Ivy is perhaps the most divisive wild plant in the UK. For some, it is a clambering, entwining seducer, a plant of overweening ambition, capable of pulling the mortar out of brickwork and dragginbg the mightiest Oak to the ground. For others it’s the most valuable wildlife plant that you can grow, providing nectar and pollen for bees and butterflies and shiny black berries for the birds.
Firstly, Ivy as strangler.
In the photo above, we can see the ambitious roots grappling with the bark of a Hornbeam as the plant reaches for the sky. Whilst Ivy can exist perfectly happily in a sprawl in dense woodland (and it is one of the few plants that will survive where there is very heavy leaf cover), it is also not averse to clambering upwards when it comes into contact with a suitable support. But unless it finds soil or a deep crevice, Ivy will use the object solely as a climbing frame, and is not a parasite.
The problem comes when the ivy reaches the top of the tree. Here, it will flourish, and, in a windy spot, the sheer weight of growth can be enough to pull the tree over. In Plants Britannica, Richard Mabey quotes a Dorset man who states that, when clearing ivy from a fallen tree, ‘the weight of the ivy often exceeds the weight of its host’.

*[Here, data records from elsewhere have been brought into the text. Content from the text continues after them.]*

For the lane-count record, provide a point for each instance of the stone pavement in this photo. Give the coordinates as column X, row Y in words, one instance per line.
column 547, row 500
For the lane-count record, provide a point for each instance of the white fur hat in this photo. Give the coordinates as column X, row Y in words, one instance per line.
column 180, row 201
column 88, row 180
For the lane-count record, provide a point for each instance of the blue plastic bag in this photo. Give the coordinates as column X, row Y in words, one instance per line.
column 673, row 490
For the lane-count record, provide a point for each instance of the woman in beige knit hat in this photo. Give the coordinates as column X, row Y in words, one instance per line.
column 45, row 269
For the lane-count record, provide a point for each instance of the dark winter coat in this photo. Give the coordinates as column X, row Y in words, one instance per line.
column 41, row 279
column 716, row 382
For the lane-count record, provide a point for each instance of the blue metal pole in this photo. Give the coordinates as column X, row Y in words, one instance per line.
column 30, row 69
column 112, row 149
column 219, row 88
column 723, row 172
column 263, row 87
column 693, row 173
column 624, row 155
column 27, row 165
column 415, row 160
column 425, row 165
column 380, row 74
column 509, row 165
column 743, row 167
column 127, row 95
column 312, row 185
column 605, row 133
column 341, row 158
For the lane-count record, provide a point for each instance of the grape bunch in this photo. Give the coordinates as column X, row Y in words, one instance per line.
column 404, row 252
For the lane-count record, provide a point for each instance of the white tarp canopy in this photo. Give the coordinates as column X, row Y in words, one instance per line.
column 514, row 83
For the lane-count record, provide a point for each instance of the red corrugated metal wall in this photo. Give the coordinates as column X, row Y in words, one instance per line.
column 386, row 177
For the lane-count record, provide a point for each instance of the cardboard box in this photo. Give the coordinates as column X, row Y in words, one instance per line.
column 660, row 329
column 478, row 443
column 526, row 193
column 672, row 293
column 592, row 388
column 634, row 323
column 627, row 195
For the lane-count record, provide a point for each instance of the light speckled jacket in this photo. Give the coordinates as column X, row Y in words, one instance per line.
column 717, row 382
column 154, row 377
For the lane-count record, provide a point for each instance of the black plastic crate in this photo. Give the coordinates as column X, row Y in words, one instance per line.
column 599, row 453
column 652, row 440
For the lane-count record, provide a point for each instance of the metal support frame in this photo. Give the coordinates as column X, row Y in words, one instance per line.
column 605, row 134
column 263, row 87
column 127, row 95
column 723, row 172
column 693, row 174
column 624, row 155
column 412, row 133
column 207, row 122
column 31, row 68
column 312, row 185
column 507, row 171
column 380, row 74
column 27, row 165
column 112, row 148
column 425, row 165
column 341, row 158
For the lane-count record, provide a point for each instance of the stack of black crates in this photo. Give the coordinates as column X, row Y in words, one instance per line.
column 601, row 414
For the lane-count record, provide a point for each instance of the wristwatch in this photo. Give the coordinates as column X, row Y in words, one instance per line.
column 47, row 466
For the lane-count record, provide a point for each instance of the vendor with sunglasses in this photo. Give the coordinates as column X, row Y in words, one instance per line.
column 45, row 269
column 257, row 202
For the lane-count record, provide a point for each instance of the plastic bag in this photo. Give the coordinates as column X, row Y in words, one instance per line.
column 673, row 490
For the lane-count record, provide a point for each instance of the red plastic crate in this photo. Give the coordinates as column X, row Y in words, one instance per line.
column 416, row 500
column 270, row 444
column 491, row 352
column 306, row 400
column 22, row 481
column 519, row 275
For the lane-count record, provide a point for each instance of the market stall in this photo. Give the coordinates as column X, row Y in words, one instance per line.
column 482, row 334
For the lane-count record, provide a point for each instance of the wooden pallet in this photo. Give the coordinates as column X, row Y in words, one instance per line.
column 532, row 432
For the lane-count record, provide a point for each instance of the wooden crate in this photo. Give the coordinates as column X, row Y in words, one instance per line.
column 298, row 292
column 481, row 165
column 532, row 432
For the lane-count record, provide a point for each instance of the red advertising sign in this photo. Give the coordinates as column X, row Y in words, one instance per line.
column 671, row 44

Ivy proliferating on a tree – photo by Benjamin Zwittnig under Slovenia Creative Commons licence 2.5
And yet, I have a sense that something else is going on here. In much plantlore, the bold, straightforward Holly is seen as expressing the male principle, the sinuous, all-encompassing ivy as embodying the female principle . Could some of the hatred of Ivy, of its clinging,nature, be a kind of sublimated misogyny, a fear of fecundity? We are complicated creatures, and our motives are often hidden, even from ourselves.
Ivy has a long connection with alcohol. Because ivy can smother grapevines, it was sometimes seen as being able to cure a hangover through sympathetic magic. Ivy used to be grown over poles as an advertisement for the quality of the wine on sale at a public house – these poles were known as ‘bushes’, hence the phrase ‘good wine needs no bush’. Many pubs, such as the one below, maintain the link with Ivy:

The Ivy Inn, North Littleton © Copyright Philip Halling and licensed for reuse under this Creative Commons Licence
Furthermore, a bowl made of Ivy wood was said to neutralise the effects of drinking bad wine.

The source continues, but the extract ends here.